“How could I?” she cried. “How can you ask? That is what makes it so hard, that I cannot be with them now. But I should only have made them still more unhappy, if I had gone. They would not have understood—they cannot understand who have every reason to believe in marriage, why those to whom it has been a mockery and a torture should be driven to divorce.”
“Why divorce?” he said.
“Do you mean—do you mean that you wish me to give you the reasons why I felt justified in leaving my husband?”
“Not unless you care to,” he replied. “I have no right to demand them. I only ask you to remember, Honora, that you have not explained these reasons very clearly in your letters to your aunt and uncle. They do not understand them.
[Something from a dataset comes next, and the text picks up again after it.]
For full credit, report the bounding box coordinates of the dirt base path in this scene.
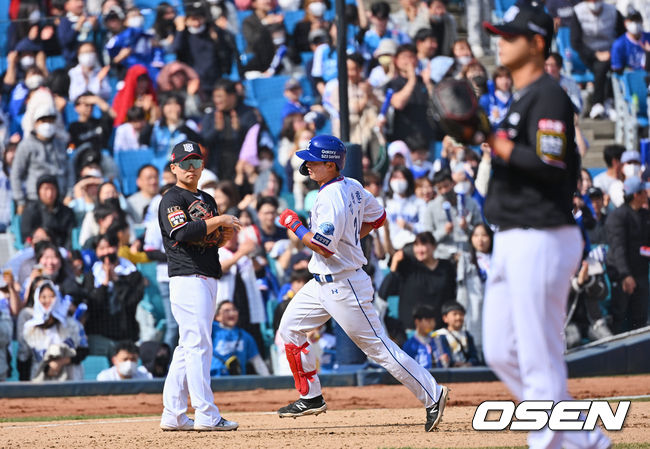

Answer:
[0,376,650,448]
Your uncle was unable, on many accounts, to come here; and he thought that—that as an old friend, you might be willing to talk to me.”
“I can't live with—with my husband,” she cried. “I don't love him, and he doesn't love me. He doesn't know what love is.”
Peter Erwin glanced at her, but she was too absorbed then to see the thing in his eyes. He made no comment.
“We haven't the same tastes, nor—nor the same way of looking at things—the same views about making money—for instance. We became absolute strangers. What more is there to say?” she added, a little defiantly.
“Your husband committed no—flagrant offence against you?” he inquired.
“That would have made him human, at least,” she cried. “It would have proved that he could feel—something. No, all he cares for in the world is to make money, and he doesn't care how he makes it. No woman with an atom of soul can live with a man like that.”
If Peter Erwin deemed this statement a trifle revolutionary, he did not say so.